Looking at reality as being composed of distinctions means having to accept that it is created by observers. One may find it plausible or not that a distinction exists while not being observed, but for the argument, this is without consequence. After all, whenever it is being noticed, this is by observation, and by observation only. The inverse can be postulated as well: Any observation necessarily notices distinctions. In the simplest case, any observation states that there is something that is distinct from everything it is not, for otherwise, this entity could not be said to exist. This “being said to exist” can be described as isomorphic to Heidegger’s “Dasein” (e.g. in his “Sein und Zeit”), i.e. an entity being brought into the world by the claim that it exists, against the backdrop of the possibility of its existence.
Without distinctions, nothing in the world could be distinguished from anything else, and in the end, not even the world itself could be described within itself as a concept, thereby becoming inexpressible. There would not be a word “world”, because as a word, it can only exist in relation to the system of words that is language, which in turn can only exist within communication. Thus, even the syntactic existence of “world” as a word rests on the premise of distinctions, before even considering the semantic value of the notion it references.
Any distinction is, then, necessarily an observation, just as any observation must be at least one distinction. In communication, distinctions are never expressed individually, but rather come in more complex arrangements, some of which we will analyze later. This is because such an observation cannot be expressed without its social embedding, e.g. its form as a message, for example being spoken instead of written, and by whom in which situation, and so on.
A reality composed of distinctions then has to be also a reality entirely created by observations. However, as reality itself is distinct from everything it is not, it can ultimately also only be existent when observed. Reality is what it is only from the perspective of this ultimate observer, because it is there that the distinction is drawn between those distinctions which belong to reality and those that do not. Any distinctions not taken into account by this observer are therefore left out of the concept of reality as seen from this particular ultimate observer’s point of view. “Ultimate” may sound like a claim of absoluteness, but the contrary is intended: Any observation of reality is an “ultimate” observation in that at the moment of its coming into being, it contains everything this observer is subsuming on the inside of the distinction of reality from everything it is not. However, the observation is “ultimate” in that it is itself positioned outside of communication. It can be referenced in communication, but it is impossible to express all of the distinctions included on the inside of the distinction in communication, because this expression itself would have to be included as well. If we accept this necessity and state that “reality is all this, and the expression that reality is all this”, we are missing this very statement on the inside of our distinction.

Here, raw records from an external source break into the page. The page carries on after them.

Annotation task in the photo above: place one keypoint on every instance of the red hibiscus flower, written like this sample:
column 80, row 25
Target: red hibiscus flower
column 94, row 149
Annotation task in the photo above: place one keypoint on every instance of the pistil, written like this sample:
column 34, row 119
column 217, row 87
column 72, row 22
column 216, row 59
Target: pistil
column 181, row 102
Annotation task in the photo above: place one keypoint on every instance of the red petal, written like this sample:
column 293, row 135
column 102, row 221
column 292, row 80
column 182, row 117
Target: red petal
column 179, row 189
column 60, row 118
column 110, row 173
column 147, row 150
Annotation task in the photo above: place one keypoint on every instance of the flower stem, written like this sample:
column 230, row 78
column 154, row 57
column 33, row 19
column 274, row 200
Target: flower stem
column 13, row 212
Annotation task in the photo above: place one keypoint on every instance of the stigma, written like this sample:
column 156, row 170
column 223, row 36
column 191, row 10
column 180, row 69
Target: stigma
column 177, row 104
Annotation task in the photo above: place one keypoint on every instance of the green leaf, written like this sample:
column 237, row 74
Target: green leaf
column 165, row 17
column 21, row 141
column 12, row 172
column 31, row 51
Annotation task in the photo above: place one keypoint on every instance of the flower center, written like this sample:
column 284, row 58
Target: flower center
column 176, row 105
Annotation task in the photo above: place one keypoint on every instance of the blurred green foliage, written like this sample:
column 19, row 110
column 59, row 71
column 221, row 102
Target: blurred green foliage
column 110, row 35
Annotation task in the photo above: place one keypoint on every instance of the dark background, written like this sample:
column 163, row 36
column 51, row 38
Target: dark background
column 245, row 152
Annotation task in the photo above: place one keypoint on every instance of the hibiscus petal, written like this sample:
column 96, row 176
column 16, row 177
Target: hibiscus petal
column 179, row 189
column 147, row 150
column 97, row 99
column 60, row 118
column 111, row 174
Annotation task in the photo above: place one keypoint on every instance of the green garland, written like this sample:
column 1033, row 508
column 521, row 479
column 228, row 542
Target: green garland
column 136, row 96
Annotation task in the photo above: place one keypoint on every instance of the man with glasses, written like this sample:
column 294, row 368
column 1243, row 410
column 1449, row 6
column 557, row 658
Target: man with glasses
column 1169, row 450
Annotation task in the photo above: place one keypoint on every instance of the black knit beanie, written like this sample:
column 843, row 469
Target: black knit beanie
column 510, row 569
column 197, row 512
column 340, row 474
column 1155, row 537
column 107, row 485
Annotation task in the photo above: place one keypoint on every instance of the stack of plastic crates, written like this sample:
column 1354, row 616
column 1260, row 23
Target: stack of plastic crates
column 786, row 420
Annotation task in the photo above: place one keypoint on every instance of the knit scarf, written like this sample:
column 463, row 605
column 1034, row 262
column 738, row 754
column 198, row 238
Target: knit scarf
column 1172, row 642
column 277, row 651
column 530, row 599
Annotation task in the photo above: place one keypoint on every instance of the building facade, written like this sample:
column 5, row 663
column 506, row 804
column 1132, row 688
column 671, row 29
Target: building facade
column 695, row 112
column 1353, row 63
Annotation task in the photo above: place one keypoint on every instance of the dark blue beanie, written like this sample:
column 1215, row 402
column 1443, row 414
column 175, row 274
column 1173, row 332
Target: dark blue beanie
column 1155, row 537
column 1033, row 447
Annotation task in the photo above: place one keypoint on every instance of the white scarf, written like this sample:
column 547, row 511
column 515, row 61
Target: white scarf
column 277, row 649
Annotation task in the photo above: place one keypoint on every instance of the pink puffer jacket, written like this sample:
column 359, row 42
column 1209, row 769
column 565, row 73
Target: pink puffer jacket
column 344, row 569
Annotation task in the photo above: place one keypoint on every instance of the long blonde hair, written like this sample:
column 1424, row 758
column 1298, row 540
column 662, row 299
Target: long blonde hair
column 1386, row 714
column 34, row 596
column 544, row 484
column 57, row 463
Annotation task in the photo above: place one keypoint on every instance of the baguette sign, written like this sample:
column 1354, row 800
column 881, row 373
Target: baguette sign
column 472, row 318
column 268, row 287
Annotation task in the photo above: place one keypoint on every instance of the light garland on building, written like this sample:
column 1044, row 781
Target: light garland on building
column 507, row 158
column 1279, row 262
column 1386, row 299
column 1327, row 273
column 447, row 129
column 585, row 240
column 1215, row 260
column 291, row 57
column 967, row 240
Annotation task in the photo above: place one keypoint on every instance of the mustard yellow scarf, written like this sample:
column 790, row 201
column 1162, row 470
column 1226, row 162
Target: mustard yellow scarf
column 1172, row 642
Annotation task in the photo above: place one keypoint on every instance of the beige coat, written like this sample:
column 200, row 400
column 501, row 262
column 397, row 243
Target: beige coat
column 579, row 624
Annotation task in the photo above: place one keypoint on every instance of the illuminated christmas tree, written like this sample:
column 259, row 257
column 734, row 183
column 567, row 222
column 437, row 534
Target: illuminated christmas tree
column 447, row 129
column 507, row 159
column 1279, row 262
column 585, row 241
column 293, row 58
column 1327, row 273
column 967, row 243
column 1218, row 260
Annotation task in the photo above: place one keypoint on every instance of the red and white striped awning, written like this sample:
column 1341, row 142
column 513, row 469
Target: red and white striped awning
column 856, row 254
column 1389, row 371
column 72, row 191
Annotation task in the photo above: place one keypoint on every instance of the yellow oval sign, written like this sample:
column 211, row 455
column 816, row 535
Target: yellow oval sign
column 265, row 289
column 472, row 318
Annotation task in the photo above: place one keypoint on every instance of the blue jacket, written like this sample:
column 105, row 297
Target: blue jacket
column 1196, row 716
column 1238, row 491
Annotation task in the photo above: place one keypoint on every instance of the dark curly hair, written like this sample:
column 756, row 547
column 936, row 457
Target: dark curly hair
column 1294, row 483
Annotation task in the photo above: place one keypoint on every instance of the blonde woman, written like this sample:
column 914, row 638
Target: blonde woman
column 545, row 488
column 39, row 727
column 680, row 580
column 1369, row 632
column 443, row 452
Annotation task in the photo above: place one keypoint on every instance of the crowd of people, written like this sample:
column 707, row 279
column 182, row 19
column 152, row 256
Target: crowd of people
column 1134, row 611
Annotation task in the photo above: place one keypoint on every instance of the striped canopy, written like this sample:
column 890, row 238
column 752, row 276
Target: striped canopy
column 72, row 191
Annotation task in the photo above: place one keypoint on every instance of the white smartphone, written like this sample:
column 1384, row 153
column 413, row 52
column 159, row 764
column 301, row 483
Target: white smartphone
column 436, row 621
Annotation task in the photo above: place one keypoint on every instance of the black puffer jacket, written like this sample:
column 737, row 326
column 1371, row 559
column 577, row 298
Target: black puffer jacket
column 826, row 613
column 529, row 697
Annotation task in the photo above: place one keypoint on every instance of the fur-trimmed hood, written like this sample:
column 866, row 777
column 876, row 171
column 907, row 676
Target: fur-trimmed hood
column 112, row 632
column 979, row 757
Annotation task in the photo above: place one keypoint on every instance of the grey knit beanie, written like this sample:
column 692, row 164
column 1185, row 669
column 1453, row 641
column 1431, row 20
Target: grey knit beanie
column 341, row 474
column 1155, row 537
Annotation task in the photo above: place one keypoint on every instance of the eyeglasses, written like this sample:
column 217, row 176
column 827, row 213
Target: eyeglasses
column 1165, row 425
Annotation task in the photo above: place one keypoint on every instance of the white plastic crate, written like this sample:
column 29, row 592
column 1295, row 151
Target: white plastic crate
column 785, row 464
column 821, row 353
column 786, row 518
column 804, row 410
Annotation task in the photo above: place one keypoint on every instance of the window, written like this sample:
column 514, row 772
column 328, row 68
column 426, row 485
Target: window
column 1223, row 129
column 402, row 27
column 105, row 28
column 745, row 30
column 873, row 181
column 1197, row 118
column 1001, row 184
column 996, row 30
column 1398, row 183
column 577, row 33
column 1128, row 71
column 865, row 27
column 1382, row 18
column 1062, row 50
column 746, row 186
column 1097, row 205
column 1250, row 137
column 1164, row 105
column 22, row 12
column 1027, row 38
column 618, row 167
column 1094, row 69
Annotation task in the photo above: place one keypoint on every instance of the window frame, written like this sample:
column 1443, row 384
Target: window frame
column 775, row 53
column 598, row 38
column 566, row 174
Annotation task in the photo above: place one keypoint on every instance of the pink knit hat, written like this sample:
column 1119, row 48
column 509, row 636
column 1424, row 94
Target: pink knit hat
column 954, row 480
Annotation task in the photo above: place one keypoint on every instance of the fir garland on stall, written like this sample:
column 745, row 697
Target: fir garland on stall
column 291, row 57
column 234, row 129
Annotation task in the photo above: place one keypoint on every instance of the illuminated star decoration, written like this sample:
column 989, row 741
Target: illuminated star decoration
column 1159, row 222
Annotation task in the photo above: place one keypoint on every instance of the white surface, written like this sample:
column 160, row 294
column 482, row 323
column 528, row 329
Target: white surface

We would have to state that “reality is all this, and the expression that reality is all this, plus the expression we just made that reality is all this, and the expression that reality is all this”. At this point, we would be missing the latest statement, have to include it, miss the next latest statement, and so on. Therefore, we can assert that, if the “ultimate” observation of reality is indeed possible, it can at least not be expressed in communication. Therefore, it is again without consequence in the argument whether such an “ultimate” observation exists or not. We may as well neglect it for its social nonexistence, and accept that any social concept of reality is inevitably incomplete.